C'est au café de la Régence, que Diderot rencontre le héros de sa "Satire seconde", le célèbre Neveu. Diderot est un familier du lieu qu'il fréquente en même temps que Marmontel et Jean-Jacques Rousseau. Diderot nous indique que ce café créé en 1718 est tenu jusqu'en 1745 par un certain Rey.

"Qu'il fasse beau, qu'il fasse laid, c'est mon habitude d'aller sur les cinq heures du soir me promener au Palais-Royal. C'est moi qu'on voit toujours seul, rêvant sur le banc d'Argenson. Je m'entretiens avec moi-même de politique, d'amour, de goût ou de philosophie. J'abandonne mon esprit à tout son libertinage. Je le laisse maître de suivre la première idée sage ou folle qui se présente, comme on voit, dans l'allée de Foy, nos jeunes dissolus marcher sur les pas d'une courtisane à l'air éventé, au visage riant, à l'oeil vif, au nez retroussé, quitter celle-ci pour une autre, les attaquant toutes et ne s'attachant à aucune. Mes pensées ce sont mes catins. Si le temps est trop froid, je me réfugie au café de la Régence ; là je m'amuse à voir jouer aux échecs. Paris est l'endroit du monde, et le café de la régence est l'endroit de paris où l'on joue le mieux à ce jeu. C'est chez Rey que font assaut Légal le profond, Philidor le subtil, le solide Mayot (...).

Un après-dîner j'étais là regardant beaucoup, parlant peu et écoutant le moins que je pouvais, lorsque je fus abordé par un des plus bizarres personnages de ce pays (...). "

source Paris Bistrot.com

5 déc. 2012

François-André Danican Philidor


jeu à l'aveugle de Philidor

François-André Danican Philidor, surnommé le Grand (7 septembre 1726, Dreux - 31 août 1795, Londres), est un compositeur et joueur d'échecs français qui mena de front ces deux activités toute sa vie.

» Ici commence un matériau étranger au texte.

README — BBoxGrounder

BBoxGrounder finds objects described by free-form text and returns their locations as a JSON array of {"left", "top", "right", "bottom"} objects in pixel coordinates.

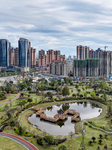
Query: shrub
[{"left": 44, "top": 135, "right": 54, "bottom": 145}]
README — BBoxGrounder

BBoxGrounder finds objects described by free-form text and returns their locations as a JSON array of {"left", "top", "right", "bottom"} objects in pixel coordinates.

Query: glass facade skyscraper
[
  {"left": 18, "top": 38, "right": 31, "bottom": 67},
  {"left": 0, "top": 39, "right": 11, "bottom": 67}
]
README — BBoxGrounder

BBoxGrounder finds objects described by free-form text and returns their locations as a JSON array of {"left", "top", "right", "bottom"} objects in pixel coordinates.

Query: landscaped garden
[{"left": 0, "top": 78, "right": 112, "bottom": 150}]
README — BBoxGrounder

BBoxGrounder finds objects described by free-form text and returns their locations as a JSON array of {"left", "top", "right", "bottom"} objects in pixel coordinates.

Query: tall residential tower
[
  {"left": 18, "top": 38, "right": 31, "bottom": 67},
  {"left": 0, "top": 39, "right": 11, "bottom": 67}
]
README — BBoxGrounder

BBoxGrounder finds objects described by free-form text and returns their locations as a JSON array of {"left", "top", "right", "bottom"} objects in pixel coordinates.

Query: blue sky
[{"left": 0, "top": 0, "right": 112, "bottom": 55}]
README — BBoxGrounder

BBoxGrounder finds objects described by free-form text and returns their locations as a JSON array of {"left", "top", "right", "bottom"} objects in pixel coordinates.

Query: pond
[{"left": 28, "top": 102, "right": 102, "bottom": 135}]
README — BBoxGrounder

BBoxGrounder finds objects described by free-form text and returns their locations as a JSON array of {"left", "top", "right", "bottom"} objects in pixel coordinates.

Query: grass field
[{"left": 0, "top": 136, "right": 27, "bottom": 150}]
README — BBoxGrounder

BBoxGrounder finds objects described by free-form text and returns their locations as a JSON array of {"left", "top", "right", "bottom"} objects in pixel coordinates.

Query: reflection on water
[{"left": 28, "top": 102, "right": 102, "bottom": 135}]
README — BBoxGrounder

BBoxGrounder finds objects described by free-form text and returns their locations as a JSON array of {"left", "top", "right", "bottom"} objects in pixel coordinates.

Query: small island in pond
[{"left": 33, "top": 107, "right": 80, "bottom": 123}]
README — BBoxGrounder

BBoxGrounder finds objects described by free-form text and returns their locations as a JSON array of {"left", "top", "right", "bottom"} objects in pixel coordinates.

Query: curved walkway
[
  {"left": 0, "top": 91, "right": 23, "bottom": 105},
  {"left": 18, "top": 100, "right": 112, "bottom": 139},
  {"left": 0, "top": 133, "right": 38, "bottom": 150}
]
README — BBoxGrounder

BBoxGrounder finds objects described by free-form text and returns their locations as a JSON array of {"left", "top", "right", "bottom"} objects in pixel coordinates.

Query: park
[{"left": 0, "top": 73, "right": 112, "bottom": 150}]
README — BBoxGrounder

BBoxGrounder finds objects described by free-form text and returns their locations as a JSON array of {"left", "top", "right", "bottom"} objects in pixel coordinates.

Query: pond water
[{"left": 28, "top": 102, "right": 102, "bottom": 135}]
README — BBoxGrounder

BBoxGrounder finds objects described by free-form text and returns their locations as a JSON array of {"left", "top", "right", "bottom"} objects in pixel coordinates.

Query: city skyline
[{"left": 0, "top": 0, "right": 112, "bottom": 56}]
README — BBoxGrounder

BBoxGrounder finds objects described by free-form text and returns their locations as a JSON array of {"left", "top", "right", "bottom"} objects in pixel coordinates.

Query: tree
[
  {"left": 103, "top": 92, "right": 107, "bottom": 101},
  {"left": 21, "top": 93, "right": 24, "bottom": 97},
  {"left": 18, "top": 126, "right": 24, "bottom": 135},
  {"left": 75, "top": 84, "right": 79, "bottom": 89},
  {"left": 77, "top": 89, "right": 81, "bottom": 93},
  {"left": 104, "top": 145, "right": 108, "bottom": 150},
  {"left": 99, "top": 134, "right": 103, "bottom": 139},
  {"left": 92, "top": 136, "right": 96, "bottom": 142},
  {"left": 89, "top": 141, "right": 92, "bottom": 145},
  {"left": 47, "top": 92, "right": 53, "bottom": 98},
  {"left": 84, "top": 91, "right": 87, "bottom": 97},
  {"left": 27, "top": 87, "right": 31, "bottom": 91},
  {"left": 90, "top": 91, "right": 96, "bottom": 97},
  {"left": 62, "top": 86, "right": 70, "bottom": 96},
  {"left": 69, "top": 131, "right": 74, "bottom": 140},
  {"left": 98, "top": 140, "right": 102, "bottom": 144},
  {"left": 100, "top": 81, "right": 107, "bottom": 90},
  {"left": 44, "top": 135, "right": 54, "bottom": 145},
  {"left": 27, "top": 98, "right": 32, "bottom": 102},
  {"left": 58, "top": 145, "right": 67, "bottom": 150},
  {"left": 4, "top": 104, "right": 9, "bottom": 114},
  {"left": 103, "top": 133, "right": 108, "bottom": 139},
  {"left": 17, "top": 100, "right": 26, "bottom": 109},
  {"left": 82, "top": 87, "right": 85, "bottom": 91}
]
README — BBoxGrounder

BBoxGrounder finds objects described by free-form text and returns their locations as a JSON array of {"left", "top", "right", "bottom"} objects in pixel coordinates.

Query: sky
[{"left": 0, "top": 0, "right": 112, "bottom": 56}]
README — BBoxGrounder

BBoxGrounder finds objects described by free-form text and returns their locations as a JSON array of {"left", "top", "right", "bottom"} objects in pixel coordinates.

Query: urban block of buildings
[
  {"left": 0, "top": 38, "right": 36, "bottom": 71},
  {"left": 38, "top": 49, "right": 65, "bottom": 67},
  {"left": 49, "top": 45, "right": 112, "bottom": 78}
]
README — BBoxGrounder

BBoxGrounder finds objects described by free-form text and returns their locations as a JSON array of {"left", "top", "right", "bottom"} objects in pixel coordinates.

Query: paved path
[
  {"left": 0, "top": 91, "right": 23, "bottom": 105},
  {"left": 0, "top": 132, "right": 38, "bottom": 150}
]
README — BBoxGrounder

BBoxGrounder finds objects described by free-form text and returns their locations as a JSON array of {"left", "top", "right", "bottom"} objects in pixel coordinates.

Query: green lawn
[
  {"left": 0, "top": 94, "right": 17, "bottom": 104},
  {"left": 0, "top": 136, "right": 27, "bottom": 150}
]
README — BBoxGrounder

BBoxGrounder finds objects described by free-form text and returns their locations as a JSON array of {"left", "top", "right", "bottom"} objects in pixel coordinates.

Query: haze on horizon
[{"left": 0, "top": 0, "right": 112, "bottom": 55}]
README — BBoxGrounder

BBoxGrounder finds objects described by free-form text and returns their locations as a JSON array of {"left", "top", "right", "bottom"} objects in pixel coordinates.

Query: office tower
[
  {"left": 77, "top": 45, "right": 89, "bottom": 60},
  {"left": 18, "top": 38, "right": 31, "bottom": 68},
  {"left": 98, "top": 50, "right": 112, "bottom": 77},
  {"left": 0, "top": 39, "right": 11, "bottom": 67},
  {"left": 38, "top": 49, "right": 46, "bottom": 67},
  {"left": 30, "top": 48, "right": 36, "bottom": 68}
]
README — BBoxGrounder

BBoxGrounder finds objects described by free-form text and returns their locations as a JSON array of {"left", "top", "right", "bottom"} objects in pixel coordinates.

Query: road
[{"left": 0, "top": 132, "right": 38, "bottom": 150}]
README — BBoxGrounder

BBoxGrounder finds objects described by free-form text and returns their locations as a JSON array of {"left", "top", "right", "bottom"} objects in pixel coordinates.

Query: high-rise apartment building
[
  {"left": 30, "top": 48, "right": 36, "bottom": 68},
  {"left": 9, "top": 48, "right": 15, "bottom": 66},
  {"left": 14, "top": 48, "right": 19, "bottom": 66},
  {"left": 98, "top": 51, "right": 112, "bottom": 77},
  {"left": 9, "top": 48, "right": 19, "bottom": 66},
  {"left": 38, "top": 49, "right": 46, "bottom": 67},
  {"left": 49, "top": 61, "right": 73, "bottom": 76},
  {"left": 18, "top": 38, "right": 31, "bottom": 67},
  {"left": 74, "top": 58, "right": 99, "bottom": 77},
  {"left": 46, "top": 49, "right": 54, "bottom": 66},
  {"left": 0, "top": 39, "right": 11, "bottom": 67},
  {"left": 77, "top": 45, "right": 89, "bottom": 60},
  {"left": 39, "top": 49, "right": 65, "bottom": 67}
]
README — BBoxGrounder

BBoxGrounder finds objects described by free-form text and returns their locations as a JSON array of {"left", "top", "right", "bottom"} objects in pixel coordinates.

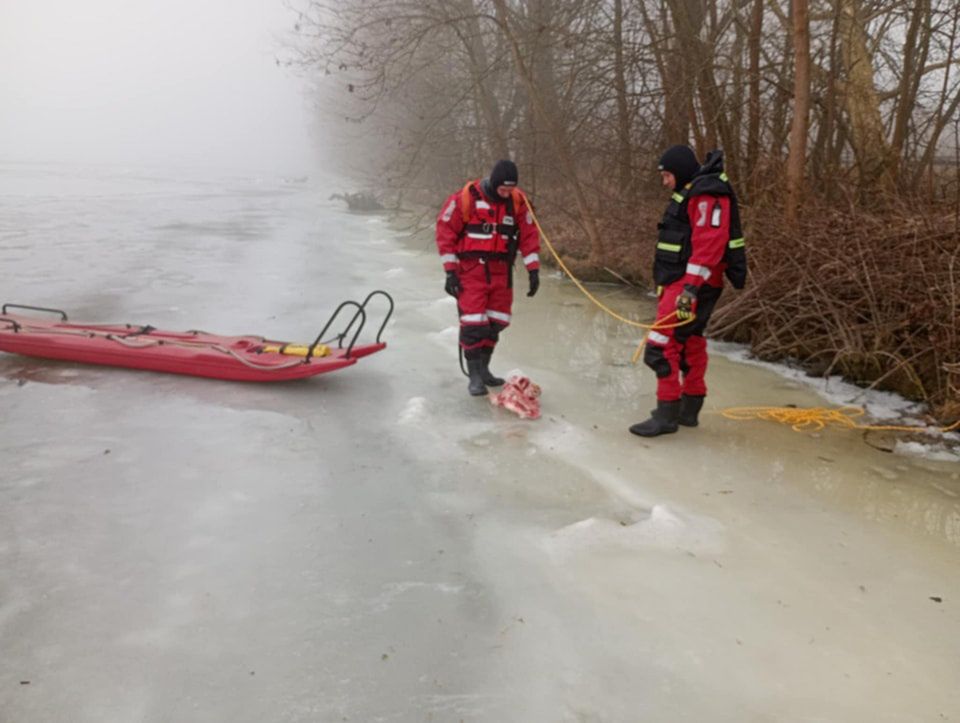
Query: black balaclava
[
  {"left": 483, "top": 161, "right": 520, "bottom": 202},
  {"left": 657, "top": 146, "right": 700, "bottom": 191}
]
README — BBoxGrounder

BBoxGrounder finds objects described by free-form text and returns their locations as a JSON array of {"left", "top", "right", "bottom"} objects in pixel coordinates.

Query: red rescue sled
[{"left": 0, "top": 291, "right": 393, "bottom": 382}]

Il est le fils d'un second lit d'André I dit l'Aîné et le frère d'Anne, tous deux musiciens.
 
Aujourd'hui, son nom reste davantage associé au jeu d'échecs. Très jeune, il fréquente le Café de la Régence où il rencontre Jean-Jacques Rousseau. Dans Le Neveu de Rameau, Denis Diderot donne une description de ce café : « Paris est l'endroit du monde, et le café de la Régence est l'endroit de Paris où l'on joue le mieux à ce jeu ; c'est chez Rey que font assaut Legal le profond, Philidor le subtil, le solide Mayot ». Philidor montre une grande maîtrise dans la pratique (démonstration de jeu en aveugle) et se montre très en avance sur la théorisation du jeu. Il surclasse rapidement le Sire de Legal, meilleur joueur du Café de la Régence.
 
À Londres, il dispute un match en 1747 contre le Syrien Stamma fixé à Londres depuis 1742. Il le bat 8 à 2 et il est dès lors considéré comme le plus fort joueur du monde. Il retourne à Londres (1771-1773) où il fréquente le St. James Chess Club, gagnant sa vie en faisant des parties d'exhibitions.
 
Vivant des pensions du roi et partisan d'une monarchie constitutionnelle, il s'exile en Angleterre en 1792. Il est inscrit sur la liste des suspects et, malgré les efforts de sa femme et de son fils aîné, restés en France, un passeport pour rentrer lui est refusé après Thermidor. Il meurt à son domicile londonien et est inhumé à St. James de Picadilly.

Philidor publie « L'Analyze des Echecs » en 1749, à l'âge de 22 ans, un des premiers traités d'échecs en langue française et un classique du genre. L'ouvrage sera édité une centaine de fois et traduit rapidement dans de nombreuses langues : anglais (Analysis of the Game of Chess, 1790), allemand, espagnol (Análisis del juego de ajedrez, 1827), russe, yiddish, etc. Cet ouvrage est le seul témoignage des conceptions échiquéennes de Philidor, les parties qu'il a joué à l'apogée de sa carrière n'ont pas été conservées et il n'a jamais rencontré d'adversaires de son niveau, il pouvait battre les plus fort joueurs de son temps avec un handicap d'un pion et du trait.

Le terme d'Analyse marque d'entrée la rupture avec les conceptions antérieures. Alors que le jeu reposait essentiellement sur des qualités d'intuition et d'imagination, Philidor l'élève au statut de science et constitue un système rationnel dont il fournit le premier les lois essentielles. Il insiste sur l'importance des pions, et notamment des chaînes de pions. Richard Réti qualifie Philidor de « grand philosophe des échecs, trop en avance sur son temps pour être compris ».